Follow Dr. Katrina Edwards, as she explores the microbial life at the bottom of the Atlantic Ocean
We have made it to the half-way point of the cruise – it is officially “Hump Day”! Candy and cards are being distributed and there is a party planned for this evening in the lounge. Yeah! Somehow it both simultaneously feels like this expedition just started and like I have been here since the beginning of time. The thing about being out at sea, particularly on the Joides Resolution – where all your basic needs are taken care of such as meals and laundry – even down to having your bed made everyday – is that it effectively leaves the entire day from the time you wake up till you go to bed to work non-stop, if you feel so inclined. Most of us try to break up the day – using the exercise room, taking in some football or a movie, coffee breaks at 9am and 3pm. So the hump day celebration and party is similar though at a broader scale – here we break up the entire cruise with these festivities. It is a good time in our cruise for a hump day party as well, because things operationally are pretty slooooowwww. I can’t wait for the party – I’m hoping for dancing. Always entertaining on a moving ship…

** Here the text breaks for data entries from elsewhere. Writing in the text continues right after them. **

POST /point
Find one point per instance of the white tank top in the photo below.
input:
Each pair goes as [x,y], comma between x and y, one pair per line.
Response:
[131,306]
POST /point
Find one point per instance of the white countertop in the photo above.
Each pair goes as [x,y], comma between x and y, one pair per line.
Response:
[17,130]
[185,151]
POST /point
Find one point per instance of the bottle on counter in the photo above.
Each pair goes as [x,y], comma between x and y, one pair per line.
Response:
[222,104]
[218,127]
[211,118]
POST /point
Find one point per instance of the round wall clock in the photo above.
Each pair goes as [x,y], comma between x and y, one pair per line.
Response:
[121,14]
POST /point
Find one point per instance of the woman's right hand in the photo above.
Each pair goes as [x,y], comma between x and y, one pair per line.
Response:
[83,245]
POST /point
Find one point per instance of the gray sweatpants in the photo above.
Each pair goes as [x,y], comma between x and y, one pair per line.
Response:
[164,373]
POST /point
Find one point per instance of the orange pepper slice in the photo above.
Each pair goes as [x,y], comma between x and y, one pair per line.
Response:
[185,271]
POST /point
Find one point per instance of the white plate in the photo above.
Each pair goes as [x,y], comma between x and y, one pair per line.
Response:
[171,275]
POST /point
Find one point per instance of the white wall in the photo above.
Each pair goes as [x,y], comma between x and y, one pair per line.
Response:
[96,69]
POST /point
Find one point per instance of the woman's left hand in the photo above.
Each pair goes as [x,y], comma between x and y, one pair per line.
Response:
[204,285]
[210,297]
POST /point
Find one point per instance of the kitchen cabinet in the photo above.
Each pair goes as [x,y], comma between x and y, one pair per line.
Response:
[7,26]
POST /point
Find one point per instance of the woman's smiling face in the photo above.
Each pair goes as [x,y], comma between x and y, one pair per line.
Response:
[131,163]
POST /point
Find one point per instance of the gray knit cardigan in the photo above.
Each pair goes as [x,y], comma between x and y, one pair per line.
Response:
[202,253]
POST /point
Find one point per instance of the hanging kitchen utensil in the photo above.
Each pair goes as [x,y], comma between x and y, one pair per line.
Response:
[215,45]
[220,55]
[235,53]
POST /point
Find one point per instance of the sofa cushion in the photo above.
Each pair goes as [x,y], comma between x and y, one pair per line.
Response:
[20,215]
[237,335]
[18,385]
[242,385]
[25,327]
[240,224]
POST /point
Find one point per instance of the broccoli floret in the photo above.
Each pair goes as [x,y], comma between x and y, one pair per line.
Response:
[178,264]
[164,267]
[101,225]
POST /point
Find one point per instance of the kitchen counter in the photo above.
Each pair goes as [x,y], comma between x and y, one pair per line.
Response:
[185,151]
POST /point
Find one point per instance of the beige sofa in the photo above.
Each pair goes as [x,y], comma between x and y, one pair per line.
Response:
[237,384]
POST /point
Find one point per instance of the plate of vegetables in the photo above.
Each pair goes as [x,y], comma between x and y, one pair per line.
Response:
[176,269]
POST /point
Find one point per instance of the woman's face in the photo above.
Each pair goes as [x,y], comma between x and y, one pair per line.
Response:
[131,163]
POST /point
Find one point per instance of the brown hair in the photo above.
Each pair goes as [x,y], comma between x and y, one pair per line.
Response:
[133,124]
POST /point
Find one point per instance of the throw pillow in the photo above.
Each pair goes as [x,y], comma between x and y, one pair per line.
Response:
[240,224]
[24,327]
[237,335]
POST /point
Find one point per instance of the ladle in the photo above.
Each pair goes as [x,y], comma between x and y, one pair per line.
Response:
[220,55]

During this slow time we are also catching up on a lot of writing for the cruise – reports reports reports! I must say that this is the least desirable part of my job as co-chief scientist – reading and editing all of the reports on every conceivable part of our program as we go along. It is pretty dry stuff for the most part, nothing like my normal “day job” writing that I do on research proposals or scientific papers, both of which I enjoy for the most part.

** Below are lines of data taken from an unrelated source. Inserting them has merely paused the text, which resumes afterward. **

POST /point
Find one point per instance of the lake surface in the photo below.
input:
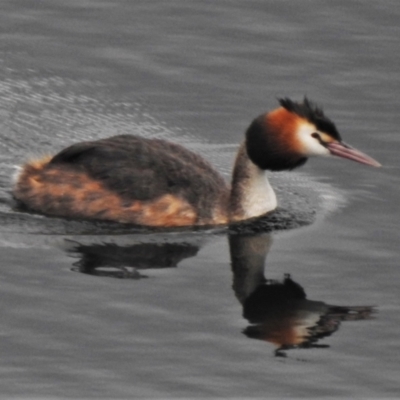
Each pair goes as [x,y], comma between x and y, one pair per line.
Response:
[303,304]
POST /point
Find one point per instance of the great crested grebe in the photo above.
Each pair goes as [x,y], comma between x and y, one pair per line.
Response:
[153,182]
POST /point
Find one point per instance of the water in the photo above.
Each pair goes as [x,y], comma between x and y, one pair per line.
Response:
[103,311]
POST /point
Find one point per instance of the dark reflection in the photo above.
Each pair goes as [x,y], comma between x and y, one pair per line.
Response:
[279,311]
[110,259]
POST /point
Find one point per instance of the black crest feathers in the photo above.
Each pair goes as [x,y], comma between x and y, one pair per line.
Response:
[312,113]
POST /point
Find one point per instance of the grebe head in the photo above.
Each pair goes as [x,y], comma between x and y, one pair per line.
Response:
[286,137]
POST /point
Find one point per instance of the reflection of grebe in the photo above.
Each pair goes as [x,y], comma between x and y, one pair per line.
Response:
[153,182]
[279,312]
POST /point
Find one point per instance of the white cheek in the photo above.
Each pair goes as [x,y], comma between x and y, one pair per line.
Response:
[310,146]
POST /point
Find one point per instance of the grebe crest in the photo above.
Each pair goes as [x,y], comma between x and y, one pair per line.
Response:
[157,183]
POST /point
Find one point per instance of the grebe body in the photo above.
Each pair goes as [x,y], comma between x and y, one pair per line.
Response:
[153,182]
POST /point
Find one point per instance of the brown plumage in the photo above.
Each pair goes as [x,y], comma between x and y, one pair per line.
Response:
[157,183]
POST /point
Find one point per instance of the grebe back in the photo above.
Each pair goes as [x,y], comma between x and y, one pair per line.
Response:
[153,182]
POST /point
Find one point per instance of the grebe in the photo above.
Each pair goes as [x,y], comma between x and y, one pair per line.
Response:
[153,182]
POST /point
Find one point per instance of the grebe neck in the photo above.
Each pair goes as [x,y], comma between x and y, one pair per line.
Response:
[251,193]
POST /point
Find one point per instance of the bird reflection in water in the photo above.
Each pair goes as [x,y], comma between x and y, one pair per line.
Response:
[113,260]
[279,311]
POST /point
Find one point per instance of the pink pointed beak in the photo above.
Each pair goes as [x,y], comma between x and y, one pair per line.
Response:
[343,150]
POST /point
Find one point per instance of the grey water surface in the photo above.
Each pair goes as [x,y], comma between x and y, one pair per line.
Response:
[303,303]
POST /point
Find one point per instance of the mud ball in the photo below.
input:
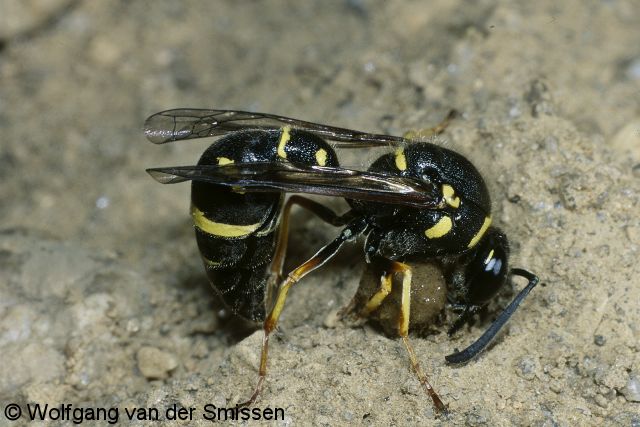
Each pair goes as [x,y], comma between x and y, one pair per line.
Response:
[428,297]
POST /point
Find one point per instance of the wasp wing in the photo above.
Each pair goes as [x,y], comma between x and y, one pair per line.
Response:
[191,123]
[292,178]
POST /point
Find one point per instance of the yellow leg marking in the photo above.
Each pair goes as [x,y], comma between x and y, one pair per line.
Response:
[424,381]
[441,228]
[450,196]
[403,331]
[284,138]
[376,300]
[218,228]
[321,157]
[405,302]
[281,297]
[480,233]
[401,160]
[224,161]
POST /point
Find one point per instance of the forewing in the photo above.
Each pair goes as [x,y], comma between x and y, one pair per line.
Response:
[290,178]
[189,123]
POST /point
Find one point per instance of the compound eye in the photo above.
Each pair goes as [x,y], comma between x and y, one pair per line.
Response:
[487,272]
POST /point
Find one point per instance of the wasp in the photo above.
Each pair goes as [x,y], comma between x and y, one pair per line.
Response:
[418,199]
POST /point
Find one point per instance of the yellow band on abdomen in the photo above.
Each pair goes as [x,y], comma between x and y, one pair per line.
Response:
[220,229]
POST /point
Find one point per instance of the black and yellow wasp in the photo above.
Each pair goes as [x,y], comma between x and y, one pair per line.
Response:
[416,199]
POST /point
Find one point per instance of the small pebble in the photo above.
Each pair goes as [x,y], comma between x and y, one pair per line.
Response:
[155,363]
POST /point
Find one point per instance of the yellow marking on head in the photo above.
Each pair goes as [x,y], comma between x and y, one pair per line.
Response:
[218,228]
[401,160]
[480,233]
[321,157]
[441,228]
[285,136]
[224,161]
[488,258]
[450,197]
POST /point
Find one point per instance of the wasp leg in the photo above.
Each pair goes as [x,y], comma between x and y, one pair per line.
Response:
[424,134]
[386,282]
[321,211]
[349,233]
[390,268]
[467,313]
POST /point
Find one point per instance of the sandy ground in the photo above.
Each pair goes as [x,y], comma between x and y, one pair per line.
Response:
[104,303]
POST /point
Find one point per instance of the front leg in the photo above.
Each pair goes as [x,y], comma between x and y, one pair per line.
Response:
[389,268]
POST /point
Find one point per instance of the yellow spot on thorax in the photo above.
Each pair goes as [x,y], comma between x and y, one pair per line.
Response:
[441,228]
[488,258]
[480,233]
[401,160]
[218,228]
[285,136]
[321,157]
[450,197]
[224,161]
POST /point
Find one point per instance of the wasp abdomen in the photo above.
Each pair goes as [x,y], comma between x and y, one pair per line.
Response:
[236,231]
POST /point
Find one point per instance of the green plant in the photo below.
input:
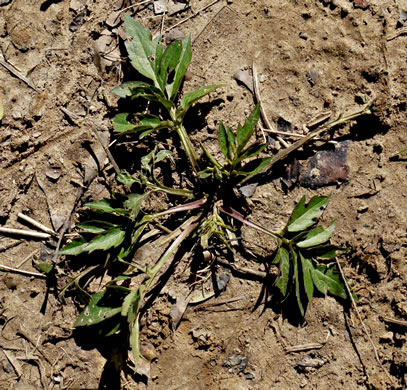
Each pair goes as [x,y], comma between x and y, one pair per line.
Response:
[203,213]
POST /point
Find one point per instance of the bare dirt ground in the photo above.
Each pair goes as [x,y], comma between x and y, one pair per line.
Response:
[312,57]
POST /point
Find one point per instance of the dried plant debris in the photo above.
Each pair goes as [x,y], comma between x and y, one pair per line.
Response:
[310,362]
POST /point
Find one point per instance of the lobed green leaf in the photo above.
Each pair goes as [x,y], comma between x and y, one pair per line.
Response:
[306,215]
[307,268]
[121,124]
[96,226]
[125,178]
[297,281]
[192,97]
[111,239]
[142,50]
[133,204]
[127,88]
[76,247]
[181,68]
[223,141]
[169,62]
[255,166]
[245,132]
[96,311]
[283,259]
[317,236]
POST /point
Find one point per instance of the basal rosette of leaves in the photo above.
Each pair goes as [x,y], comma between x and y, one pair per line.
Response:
[201,212]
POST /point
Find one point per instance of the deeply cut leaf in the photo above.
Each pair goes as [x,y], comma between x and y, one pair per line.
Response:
[181,68]
[96,311]
[306,273]
[317,236]
[102,205]
[127,88]
[245,132]
[125,178]
[133,204]
[142,49]
[296,276]
[121,124]
[95,226]
[111,239]
[304,215]
[282,281]
[76,247]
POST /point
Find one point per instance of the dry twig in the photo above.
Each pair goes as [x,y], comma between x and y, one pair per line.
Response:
[20,271]
[12,69]
[36,223]
[21,232]
[361,321]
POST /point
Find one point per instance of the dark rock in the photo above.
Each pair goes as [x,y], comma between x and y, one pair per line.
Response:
[326,167]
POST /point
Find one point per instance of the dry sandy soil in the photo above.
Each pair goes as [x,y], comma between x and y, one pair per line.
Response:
[312,56]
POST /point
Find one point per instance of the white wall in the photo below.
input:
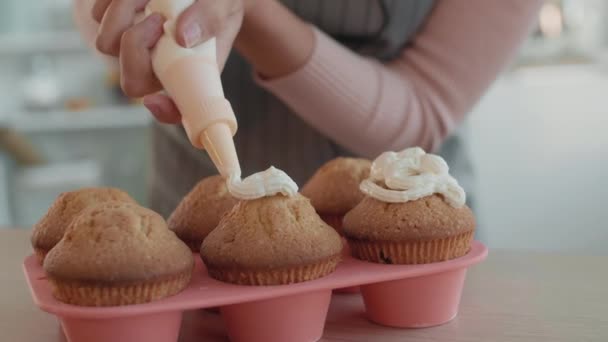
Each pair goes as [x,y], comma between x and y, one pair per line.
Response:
[540,143]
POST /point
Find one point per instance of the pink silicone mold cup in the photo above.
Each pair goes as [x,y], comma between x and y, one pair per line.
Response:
[160,327]
[415,302]
[346,253]
[290,318]
[394,295]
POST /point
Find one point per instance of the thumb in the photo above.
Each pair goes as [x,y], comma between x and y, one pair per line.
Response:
[202,21]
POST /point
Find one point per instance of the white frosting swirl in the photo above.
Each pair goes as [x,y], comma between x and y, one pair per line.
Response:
[262,184]
[410,175]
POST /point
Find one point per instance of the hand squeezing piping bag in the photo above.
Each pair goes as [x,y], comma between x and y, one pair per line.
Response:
[191,77]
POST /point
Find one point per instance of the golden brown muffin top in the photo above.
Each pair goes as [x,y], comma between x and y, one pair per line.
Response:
[427,218]
[201,210]
[118,242]
[270,232]
[50,229]
[334,188]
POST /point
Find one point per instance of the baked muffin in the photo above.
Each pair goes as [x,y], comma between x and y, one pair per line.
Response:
[50,229]
[334,189]
[271,241]
[414,212]
[201,210]
[118,253]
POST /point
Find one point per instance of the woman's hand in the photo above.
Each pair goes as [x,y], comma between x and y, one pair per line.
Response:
[119,36]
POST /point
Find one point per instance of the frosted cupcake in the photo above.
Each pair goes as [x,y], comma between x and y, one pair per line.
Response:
[334,189]
[272,237]
[50,229]
[201,210]
[118,253]
[414,212]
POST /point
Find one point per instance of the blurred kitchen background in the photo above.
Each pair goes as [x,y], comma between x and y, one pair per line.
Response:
[539,137]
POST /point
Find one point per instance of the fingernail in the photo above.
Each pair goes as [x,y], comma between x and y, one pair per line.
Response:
[192,35]
[152,107]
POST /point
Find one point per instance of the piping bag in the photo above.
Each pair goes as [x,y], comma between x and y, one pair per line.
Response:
[191,77]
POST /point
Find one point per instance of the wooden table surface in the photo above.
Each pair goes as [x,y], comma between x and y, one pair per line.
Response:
[511,297]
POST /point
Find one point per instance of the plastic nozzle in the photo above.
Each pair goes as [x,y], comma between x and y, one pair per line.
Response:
[192,78]
[217,140]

Operationally we are still laying the casing for our new hole – as I have noted previously we have three sets of casing to lay here which is why it is taking so long. One set at 20” that is “jetted in” to the seafloor (ram-rod style), another at 16” which is cemented at the basalt-sediment interface, and finally one set of 10 ¾” casing that will extend about 100 meters into the upper basalt to stabilize it. After that we will finally be coring. Right now we are working on getting the 16” casing into the hole. The casing got hung up on a ledge in the hole while trying to land it last night and we had to pull out and shorten the casing string. Sigh, there goes some of our banked “ahead of schedule” hours. As noted before also, this will be a deep hole as well – down to about 500 meters of basement, or ~550 meters sub-seafloor (we only have about 50 meters of sediment here). Most holes into basement that are drilled by the ocean drilling program for scientific research are not drilled this far – there are only a handful in existence throughout the worlds ocean. And it is technologically challenging and time consuming – reasons why is it is not done more often. This is the reason for us being super cautious about hole stability and all that casing – to make sure we have the best odds possible for achieving our goals.
Now it is time for my daily hour at the gym – working out while looking forward with anticipation towards the party tonite!